Conformal Object Detection by Sequential Risk Control
Léo andéol, Luca Mossina, Adrien Mazoyer, Sébastien Gerchinovitz
TL;DR
This work introduces Sequential Conformal Risk Control (SeqCRC) to provide finite-sample, distribution-free uncertainty guarantees for Conformal Object Detection (COD), enabling simultaneous control of confidence, localization, and classification losses in a model-agnostic manner. By formalizing three parameters—λ^cnf for confidence, and two dependent parameters for localization and classification—SeqCRC yields statistically valid prediction sets across the full OD pipeline, with joint guarantees on localization and classification risks. The authors define multiple conformal losses and matching schemes, prove theoretical bounds, and present an extensive experimental study on DETR-101 and YOLOv8x using MS-COCO, supported by an open-source COD Toolkit for replication. The results highlight trade-offs between guarantee strength and set informativeness, demonstrate practical applicability across detectors, and provide a scalable framework for safer deployments of OD systems. The COD toolkit and comprehensive benchmarks position COD as a robust, transferable approach for uncertainty-aware object detection in safety-critical applications.
Abstract
Recent advances in object detectors have led to their adoption for industrial uses.

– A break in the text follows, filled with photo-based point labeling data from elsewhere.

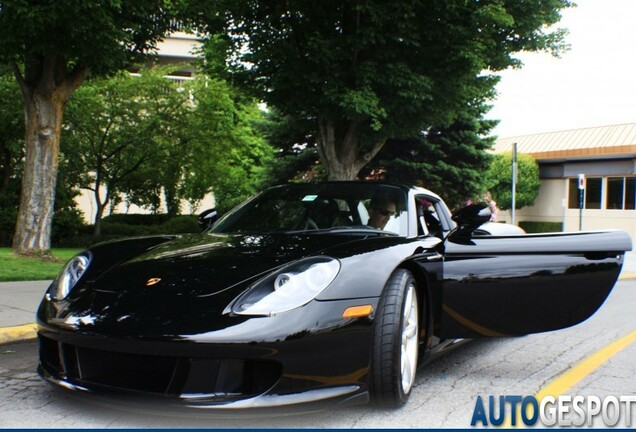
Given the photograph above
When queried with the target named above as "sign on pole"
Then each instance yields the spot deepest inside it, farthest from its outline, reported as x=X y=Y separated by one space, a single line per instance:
x=514 y=182
x=581 y=197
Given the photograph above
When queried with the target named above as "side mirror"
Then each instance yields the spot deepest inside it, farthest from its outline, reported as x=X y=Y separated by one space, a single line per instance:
x=469 y=218
x=207 y=218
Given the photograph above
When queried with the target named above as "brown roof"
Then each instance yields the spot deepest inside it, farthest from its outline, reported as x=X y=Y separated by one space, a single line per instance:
x=612 y=141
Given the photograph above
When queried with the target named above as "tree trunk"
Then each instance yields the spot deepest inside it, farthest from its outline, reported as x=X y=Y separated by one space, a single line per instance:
x=43 y=126
x=99 y=214
x=46 y=85
x=343 y=156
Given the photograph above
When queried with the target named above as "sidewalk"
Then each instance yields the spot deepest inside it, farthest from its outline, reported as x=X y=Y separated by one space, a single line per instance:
x=19 y=302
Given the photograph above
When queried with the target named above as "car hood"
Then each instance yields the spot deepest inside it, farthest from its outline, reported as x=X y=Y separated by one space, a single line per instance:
x=206 y=264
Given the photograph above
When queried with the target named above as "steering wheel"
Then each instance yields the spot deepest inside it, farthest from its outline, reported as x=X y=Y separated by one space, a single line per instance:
x=310 y=224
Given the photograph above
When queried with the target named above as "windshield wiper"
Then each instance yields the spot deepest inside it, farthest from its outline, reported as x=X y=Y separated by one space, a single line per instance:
x=349 y=230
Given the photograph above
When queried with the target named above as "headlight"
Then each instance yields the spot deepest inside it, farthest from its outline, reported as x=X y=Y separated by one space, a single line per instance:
x=70 y=274
x=288 y=288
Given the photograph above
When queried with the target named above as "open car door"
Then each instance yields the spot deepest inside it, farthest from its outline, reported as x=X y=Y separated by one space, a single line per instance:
x=510 y=286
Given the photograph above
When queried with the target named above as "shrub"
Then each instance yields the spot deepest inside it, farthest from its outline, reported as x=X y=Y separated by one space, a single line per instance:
x=67 y=223
x=137 y=219
x=180 y=225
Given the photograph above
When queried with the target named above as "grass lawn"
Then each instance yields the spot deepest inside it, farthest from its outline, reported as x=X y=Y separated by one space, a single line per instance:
x=15 y=268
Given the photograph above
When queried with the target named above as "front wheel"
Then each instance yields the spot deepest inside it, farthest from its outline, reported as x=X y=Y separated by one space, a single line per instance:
x=396 y=341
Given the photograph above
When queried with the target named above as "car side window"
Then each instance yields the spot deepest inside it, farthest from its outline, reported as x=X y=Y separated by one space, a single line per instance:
x=428 y=221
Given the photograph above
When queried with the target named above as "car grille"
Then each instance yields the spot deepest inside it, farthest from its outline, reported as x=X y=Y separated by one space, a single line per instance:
x=219 y=379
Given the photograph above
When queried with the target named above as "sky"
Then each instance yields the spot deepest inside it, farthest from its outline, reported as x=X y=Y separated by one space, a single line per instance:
x=593 y=84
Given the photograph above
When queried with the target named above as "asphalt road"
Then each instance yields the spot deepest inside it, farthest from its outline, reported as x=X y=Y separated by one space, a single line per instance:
x=444 y=395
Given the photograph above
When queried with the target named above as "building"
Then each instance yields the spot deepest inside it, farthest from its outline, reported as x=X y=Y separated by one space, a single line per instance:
x=179 y=48
x=605 y=155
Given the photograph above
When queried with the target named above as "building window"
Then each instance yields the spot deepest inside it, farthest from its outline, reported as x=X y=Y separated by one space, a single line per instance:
x=593 y=193
x=630 y=193
x=621 y=193
x=573 y=193
x=615 y=192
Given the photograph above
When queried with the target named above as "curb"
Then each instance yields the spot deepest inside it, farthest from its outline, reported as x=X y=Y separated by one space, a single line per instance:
x=18 y=333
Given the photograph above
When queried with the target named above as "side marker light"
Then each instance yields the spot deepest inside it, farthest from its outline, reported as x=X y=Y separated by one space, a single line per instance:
x=357 y=311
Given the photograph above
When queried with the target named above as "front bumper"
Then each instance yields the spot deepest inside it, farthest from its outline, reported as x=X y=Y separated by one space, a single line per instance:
x=310 y=357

However, their deployment in safety-critical applications is hindered by the inherent lack of reliability of neural networks and the complex structure of object detection models. To address these challenges, we turn to Conformal Prediction, a post-hoc predictive uncertainty quantification procedure with statistical guarantees that are valid for any dataset size, without requiring prior knowledge on the model or data distribution. Our contribution is manifold. First, we formally define the problem of Conformal Object Detection (COD). We introduce a novel method, Sequential Conformal Risk Control (SeqCRC), that extends the statistical guarantees of Conformal Risk Control to two sequential tasks with two parameters, as required in the COD setting. Then, we present old and new loss functions and prediction sets suited to applying SeqCRC to different cases and certification requirements. Finally, we present a conformal toolkit for replication and further exploration of our method. Using this toolkit, we perform extensive experiments that validate our approach and emphasize trade-offs and other practical consequences.